Henri Maler
Nous étions là le 12 septembre [1]. Nous serons là le 21 et le 23. Quels sont nos motifs ? Pourquoi soutenir les manifestations contre les ordonnances ?
Parce qu’Acrimed est une association de critique des médias, c’est le
sort des journalistes, stagiaires et pigistes, photojournalistes et
précaires, grands reporters ou soutiers de l’information, qui mérite que
nous lui portions une particulière attention : les ordonnances ne
peuvent qu’aggraver leur situation et compromettre davantage l’avenir de
l’information.
La plupart des journalistes, subordonnés trop peu souvent
réfractaires en dépit de l’action des syndicats de journalistes, ne
sauraient être confondus avec les éditocrates, commentateurs et
chroniqueurs omniprésents, qui trônent au sommet de la profession et qui
prétendent parler en son nom et la défendre. Ces bavards, tous médias
confondus, qui papotent sur toutes les chaînes de télévision et les
stations de radio n’ont rien à redouter des ordonnances qu’une grande
majorité d’entre eux approuve et soutient. Leur duplicité ne doit pas
nous égarer quand ils entendent se soustraire aux critiques légitimes
qui les prennent pour cibles en les déguisant en critique indifférenciée
du journalisme en général. C’est en toute indépendance que la plupart
d’entre eux se conforment aux intérêts des propriétaires sans que
ceux-ci aient, le plus souvent, à leur donner des ordres explicites.
Les entreprises médiatiques, publiques ou privées, sont des
entreprises comme les autres, souvent pires que bien d’autres.
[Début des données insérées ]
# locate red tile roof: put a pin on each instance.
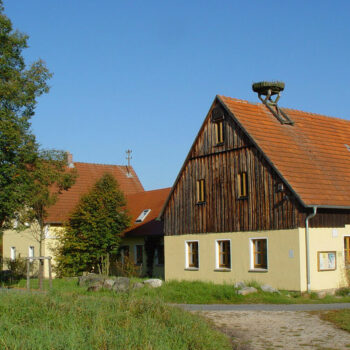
(138, 202)
(312, 155)
(88, 175)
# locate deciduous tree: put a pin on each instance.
(94, 228)
(20, 87)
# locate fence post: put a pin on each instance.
(28, 277)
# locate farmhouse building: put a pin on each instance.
(24, 244)
(264, 195)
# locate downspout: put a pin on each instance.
(308, 247)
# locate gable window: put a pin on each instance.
(219, 132)
(138, 254)
(200, 191)
(143, 215)
(223, 254)
(258, 247)
(347, 250)
(13, 253)
(192, 254)
(124, 253)
(242, 185)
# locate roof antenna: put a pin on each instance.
(269, 89)
(128, 158)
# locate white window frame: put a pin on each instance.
(13, 253)
(156, 255)
(187, 267)
(347, 235)
(217, 257)
(135, 253)
(251, 253)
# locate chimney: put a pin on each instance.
(266, 90)
(70, 160)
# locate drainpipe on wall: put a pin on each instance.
(308, 247)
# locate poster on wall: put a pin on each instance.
(327, 261)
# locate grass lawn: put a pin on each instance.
(185, 292)
(70, 318)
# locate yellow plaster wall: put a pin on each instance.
(23, 240)
(324, 239)
(283, 270)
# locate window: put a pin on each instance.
(138, 254)
(259, 253)
(347, 250)
(200, 191)
(242, 185)
(192, 254)
(219, 132)
(143, 215)
(160, 255)
(13, 253)
(31, 253)
(223, 254)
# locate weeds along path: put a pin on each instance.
(278, 330)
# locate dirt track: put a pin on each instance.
(279, 330)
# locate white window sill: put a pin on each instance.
(258, 270)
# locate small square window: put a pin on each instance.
(242, 185)
(138, 254)
(259, 253)
(223, 254)
(347, 250)
(200, 191)
(192, 254)
(219, 132)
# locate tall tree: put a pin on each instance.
(94, 228)
(20, 87)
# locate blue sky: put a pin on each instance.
(141, 75)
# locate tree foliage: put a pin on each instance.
(20, 86)
(93, 230)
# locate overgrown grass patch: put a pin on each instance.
(72, 321)
(196, 292)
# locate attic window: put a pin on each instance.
(143, 215)
(219, 132)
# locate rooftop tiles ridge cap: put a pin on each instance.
(285, 108)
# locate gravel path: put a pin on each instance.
(288, 330)
(263, 307)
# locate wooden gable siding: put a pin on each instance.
(205, 144)
(265, 208)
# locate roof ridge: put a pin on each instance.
(286, 108)
(144, 192)
(117, 165)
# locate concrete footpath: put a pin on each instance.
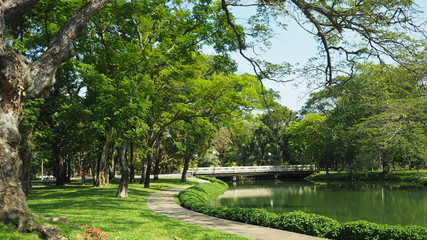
(163, 203)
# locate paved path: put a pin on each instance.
(163, 203)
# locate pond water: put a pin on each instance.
(386, 203)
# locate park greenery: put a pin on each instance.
(197, 198)
(118, 218)
(123, 88)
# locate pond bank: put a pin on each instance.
(163, 203)
(419, 177)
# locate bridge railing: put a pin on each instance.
(251, 169)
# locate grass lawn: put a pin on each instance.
(119, 218)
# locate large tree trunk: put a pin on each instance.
(19, 79)
(124, 180)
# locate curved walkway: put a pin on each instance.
(163, 203)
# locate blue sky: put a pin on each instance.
(293, 46)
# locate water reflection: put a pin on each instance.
(376, 202)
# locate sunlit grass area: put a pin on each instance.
(118, 218)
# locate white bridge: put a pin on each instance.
(299, 171)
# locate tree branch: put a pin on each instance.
(16, 8)
(43, 70)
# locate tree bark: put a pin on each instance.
(124, 180)
(102, 172)
(184, 171)
(20, 79)
(148, 169)
(156, 170)
(143, 173)
(131, 164)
Des
directeurs de rédaction sont devenus des experts en management et en
réduction des coûts, garants autant, sinon plus, de la rentabilité du
média qui les emploie, que de la qualité de l’information qu’ils
produisent. Le nombre des journalistes encartés décroît régulièrement et
la taille des rédactions ne cesse de se réduire. Des licenciements
massifs ont touché plusieurs médias. Les stagiaires et les pigistes
sous-payés comblent les trous, les droits des photojournalistes sont
rognés
Et les ordonnances ?
Une fois encore, après un usage intensif du 49-3, la contre-réforme
amplifiée du code du travail est décidée autoritairement, par
ordonnances, c’est-à-dire sans débat public. C’est donc dans la rue
qu’elle sera contestée.
La primauté accordée aux accords d’entreprise sur la convention
collective pourra permettre de réduire les rémunérations qui sont loin
d’être faramineuses pour tous. De ces accords pourront également
dépendre le montant du paiement des heures supplémentaires (lorsque
celles-ci sont prévues et donnent lieu à rémunération), de la prime
d’ancienneté et de la prime de nuit. Plus grave : les licenciements
seront facilités, grâce notamment à cette innovation : la rupture
conventionnelle collective. Les contrats de travail pourront être
modifiés en cas de changement de propriétaire. Des contrats de chantier
pourraient être improvisés et appliqués aux journalistes chargés de
missions particulières. Les groupes multinationaux pourront licencier en
France, même s’ils sont largement bénéficiaires en général…
Seulement voilà. Pourquoi le dissimuler ? La concurrence qui règne
parmi les journalistes, la prégnance de croyances pseudo-modernistes que
nombre d’entre eux partagent, leur identification à la caste des
intouchables de la profession, l’esprit de corps, nourrissent bien des
illusions… funestes pour eux-mêmes, mais surtout pour l’information.
Et ce n’est pas tout…
Les contrats aidés ne sont pas une panacée. Et il existe de bonnes
raisons de principe de s’y opposer. Mais leur suppression brutale ne
peut que nuire gravement aux médias associatifs qui ont recours à ces
contrats pour vivre et parfois pour survivre. Cette suppression fait
courir de sérieux risques aux radios locales privées qui emploient plus
d’un millier de ces salariés. Le tout sans réelle contrepartie, alors
que les fonds de soutien sont chichement dotés, par opposition aux aides
à la presse généreusement attribuées aux grands médias dont la plupart
appartiennent à des milliardaires.
On ne saurait accepter que les médias associatifs qui sont
généralement des médias de proximité, indispensables à la diversité de
l’information, soient privés de moyens et, avec un long cortège de
chômeurs en puissance, menacés pour nombre d’entre eux dans leur
existence même.
À quoi il faut ajouter que rien, vraiment rien, dans les projets du
gouvernement ne contribue à garantir l’indépendance des médias, les
droits des journalistes et le pluralisme.
Pour toutes ces raisons, nous soutenons les manifestations contre les
ordonnances et les mesures d’austérité qui les accompagnent.